Global Meetings

GES Acquires onPeak and Travel Planners

In October, event-marketing giant GES acquired two major providers of event-housing services: onPeak, headquartered in Chicago, and New York City–based Travel Planners.

The combined business now serves clients under the name onPeak, a GES Global Company (onPeak | GES). It’s all part of a growth strategy to “become a preferred, global, full-service provider for live events,” according to GES President Steve Moster, who noted that in recent months GES has also acquired Blitz Communications, a leading AV company in the U.K. and Europe, and N200, a Netherlands-based event-registration and data-intelligence platform.

Convene spoke with Moster and onPeak | GES Executive Vice President Michael Howe several months after the announcement to learn more about how the combined business provides event organizers with one-stop service.

Customers are able to use onPeak | GES for their housing needs even if GES isn’t their official service contractor. How will the GES and onPeak teams work together to secure business for each other?

SM Our goal is to obviously provide a single, seamless solution to event organizers and corporate marketers. We believe that we’ve pulled together in our integrating the best of breeds across a lot of different disciplines like housing, registration, and event production. So our ultimate goal is to provide that single solution.

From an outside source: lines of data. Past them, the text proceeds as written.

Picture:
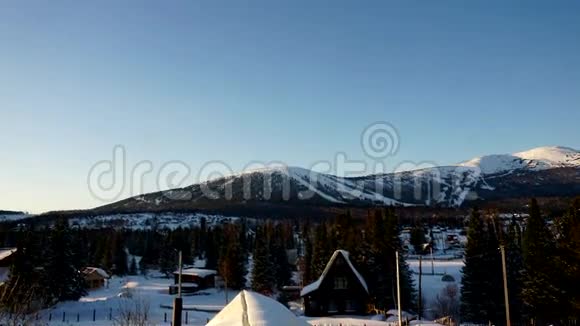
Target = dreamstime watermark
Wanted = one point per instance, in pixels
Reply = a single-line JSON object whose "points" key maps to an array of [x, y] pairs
{"points": [[336, 180]]}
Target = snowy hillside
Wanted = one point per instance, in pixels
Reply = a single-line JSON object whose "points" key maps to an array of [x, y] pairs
{"points": [[543, 171], [540, 158]]}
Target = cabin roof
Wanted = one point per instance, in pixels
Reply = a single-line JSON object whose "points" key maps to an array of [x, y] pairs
{"points": [[250, 308], [99, 271], [6, 252], [201, 272], [316, 284]]}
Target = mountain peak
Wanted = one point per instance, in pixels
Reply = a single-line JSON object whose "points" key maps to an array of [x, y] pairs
{"points": [[539, 158]]}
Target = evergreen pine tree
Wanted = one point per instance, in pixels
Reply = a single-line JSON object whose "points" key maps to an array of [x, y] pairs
{"points": [[514, 266], [232, 260], [119, 255], [473, 280], [61, 274], [263, 270], [321, 252], [540, 293], [568, 260]]}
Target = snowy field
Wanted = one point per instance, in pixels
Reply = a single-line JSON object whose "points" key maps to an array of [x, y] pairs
{"points": [[107, 303], [432, 285]]}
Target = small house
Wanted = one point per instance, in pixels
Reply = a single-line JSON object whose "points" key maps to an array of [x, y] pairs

MH As we’ve progressed and as technology is the cornerstone, I think part of everything that we do — and we know technology is moving at a rapid pace — is that we want to be able to get the tools to the event organizers as well to potentially access their single account, so that I can get all of the information about their event and how the event performed, all the different analytics of their events as well. And by having those combined, that can provide additional services to those event organizers.

How do these acquisitions fit into a big-data framework?

SM Big data is obviously a trend happening in the industry today. And it’s all about how to make events more productive and grow those events in size. We believe that the combination of data streams right now is pretty fragmented across multiple providers, across multiple platforms. And one of our goals is to have a single platform much easier to interface and analyze the data coming off of events to help our clients really grow their events and become smarter as event organizers.

How are you helping show organizers get their arms around the information that comes through their housing data?

MH By being able to analyze the actual behavior of where people are booking — where they’re staying, how long they stay, what were some of the properties that were attractive, what were some of the benefits that attracted them to that property — we can better provide information back to our organizers to make better decisions for the future. What we’re trying to do is bring more people into these rooming blocks. We have heard, like everyone else in the industry hears, about poachers and the damage that they do to our businesses and also to our reputation. So by being able to analyze this information and be able to really bring more and more people to book in the block, that actually benefits everyone.

What kind of impact do you see sharing-economy players such as Airbnb having on room blocks?

MH It’s definitely an interesting area, and it’s something that we are constantly looking at — as well as how can we actually bring someone like an Airbnb to an advantage. We’re always looking at these different vehicles that are out there that could be potentially taking away some of that revenue to the hotels. It’s important to ensure that you’re providing the right inventory for those people coming to those conventions. And that goes back to the data once again — analyzing that to ensure that we do have the right properties that meet the demographics of those people trying to do the various events that we work on.

Michelle Russell

Michelle Russell is editor in chief of Convene.